KULT Underground

una della più "antiche" e-zine italiane – attiva dal 1994

Intervista con Francesco Mascio e Alberto La Neve

7 min read

I Thàlassa Mas

Dato alle stampe lunedì 7 ottobre 2019, disponibile in copia fisica e sulle principali piattaforme digitali, I Thàlassa Mas è il nuovo disco del chitarrista Francesco Mascio e del sassofonista Alberto La Neve (sax soprano), nel quale figurano in qualità di ospiti Fabiana Dota (voce in Cano e Neglia e Luna), Jali Babou Saho (voce e kora in Cano) ed Esharef Alì Mhagag (voce in Sognando un’altra Riva). Prodotto dall’etichetta indipendente Manitù Records, insieme alla label Concertone, I Thàlassa Mas è un album concepito nel segno della world music e colmo di colorazioni ethno jazz, in cui ammantanti e riscaldanti sonorità mediterranee rappresentano l’elemento caratterizzante di questo progetto discografico. La tracklist consta di nove brani originali frutto della magmatica materia grigia di Mascio, eccezion fatta per I Thàlassa Mas (seconda traccia del CD) e Neglia e Luna scaturito dall’ispirazione compositiva di Alberto La Neve, mentre Cano è scritto a quattro mani da Francesco Mascio e Jali Babou Saho. I Thàlassa Mas è un disco dallo spirito fortemente aggregante, pregno di pathos e sensibilità comunicativa.
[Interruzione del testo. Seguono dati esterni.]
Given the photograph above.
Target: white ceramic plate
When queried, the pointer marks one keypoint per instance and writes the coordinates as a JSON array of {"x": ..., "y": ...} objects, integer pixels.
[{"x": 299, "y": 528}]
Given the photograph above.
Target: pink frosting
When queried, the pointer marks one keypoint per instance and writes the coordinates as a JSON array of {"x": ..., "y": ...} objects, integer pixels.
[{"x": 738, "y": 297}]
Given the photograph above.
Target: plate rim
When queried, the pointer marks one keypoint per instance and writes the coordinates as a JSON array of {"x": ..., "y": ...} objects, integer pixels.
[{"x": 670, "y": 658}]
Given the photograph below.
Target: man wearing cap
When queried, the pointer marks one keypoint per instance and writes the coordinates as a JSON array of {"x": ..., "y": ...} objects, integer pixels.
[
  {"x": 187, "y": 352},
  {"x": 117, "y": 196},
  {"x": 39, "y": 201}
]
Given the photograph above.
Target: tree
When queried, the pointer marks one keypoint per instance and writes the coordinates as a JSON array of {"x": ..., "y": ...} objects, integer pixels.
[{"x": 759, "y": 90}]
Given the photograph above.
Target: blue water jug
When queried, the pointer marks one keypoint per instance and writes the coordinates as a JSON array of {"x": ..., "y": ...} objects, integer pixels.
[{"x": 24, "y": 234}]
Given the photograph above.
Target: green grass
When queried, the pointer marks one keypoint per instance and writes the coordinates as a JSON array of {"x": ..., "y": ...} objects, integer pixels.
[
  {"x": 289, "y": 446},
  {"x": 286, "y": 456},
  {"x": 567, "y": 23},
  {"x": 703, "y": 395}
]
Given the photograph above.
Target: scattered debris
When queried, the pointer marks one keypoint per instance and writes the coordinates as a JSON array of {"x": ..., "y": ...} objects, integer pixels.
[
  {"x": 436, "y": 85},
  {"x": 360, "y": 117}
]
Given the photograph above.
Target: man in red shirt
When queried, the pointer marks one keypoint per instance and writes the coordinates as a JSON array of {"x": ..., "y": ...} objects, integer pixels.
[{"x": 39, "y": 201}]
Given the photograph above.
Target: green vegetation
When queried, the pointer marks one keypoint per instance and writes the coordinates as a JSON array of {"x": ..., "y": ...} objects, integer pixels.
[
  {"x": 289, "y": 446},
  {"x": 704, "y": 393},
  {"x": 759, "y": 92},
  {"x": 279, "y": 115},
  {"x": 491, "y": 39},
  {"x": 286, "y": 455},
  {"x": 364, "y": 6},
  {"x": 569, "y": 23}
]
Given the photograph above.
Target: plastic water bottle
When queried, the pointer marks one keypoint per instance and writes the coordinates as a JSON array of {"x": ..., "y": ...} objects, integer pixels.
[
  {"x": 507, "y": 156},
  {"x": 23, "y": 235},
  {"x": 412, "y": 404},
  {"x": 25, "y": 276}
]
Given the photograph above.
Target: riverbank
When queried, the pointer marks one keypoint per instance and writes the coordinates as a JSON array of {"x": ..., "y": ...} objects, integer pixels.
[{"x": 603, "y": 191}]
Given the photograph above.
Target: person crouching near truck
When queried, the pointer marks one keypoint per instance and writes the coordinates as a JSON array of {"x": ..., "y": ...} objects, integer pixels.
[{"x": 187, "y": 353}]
Un album che invita alla riflessione, ricco di suoni e colori che evocano le bellezze struggenti del Mediterraneo, quasi come fosse una sorta di ode dedicata a questo estasiante mare intercontinentale. 

(Comunicato stampa)

Bent el rhia / I thàlassa mas / Cano / Soul in september / Sognando un’altra riva / Vento da est / Holy woods / Neglia I luna / Portrait d’Italie

Intervista

Davide

Buongiorno. Cominciamo dal titolo. “I Thàlassa Mas” vuol dire “Mare Nostro”, quindi il nostro mare Mediterraneo come lo chiamavano i greci antichi. Perché avete dedicato questo lavoro al nostro mare Mediterraneo?

F: Il Nostro mare è sempre stato importantissimo per tutte le terre che bagna. Basti pensare al fatto che è stato teatro di grandi scambi commerciali e culturali sin dall’antichità. Io e Alberto veniamo dal Jazz, che è nato grazie all’incontro della musica Europea con il Soul Afroamericano, e ci è venuto spontaneo di approfondire le nostre radici musicali. In questo momento poi è salito alla ribalta delle cronache, sia per gli sbarchi dei migranti, sia per l’inquinamento da plastiche. Abbiamo unito tutto questo ed è nato I thàlassa Mas.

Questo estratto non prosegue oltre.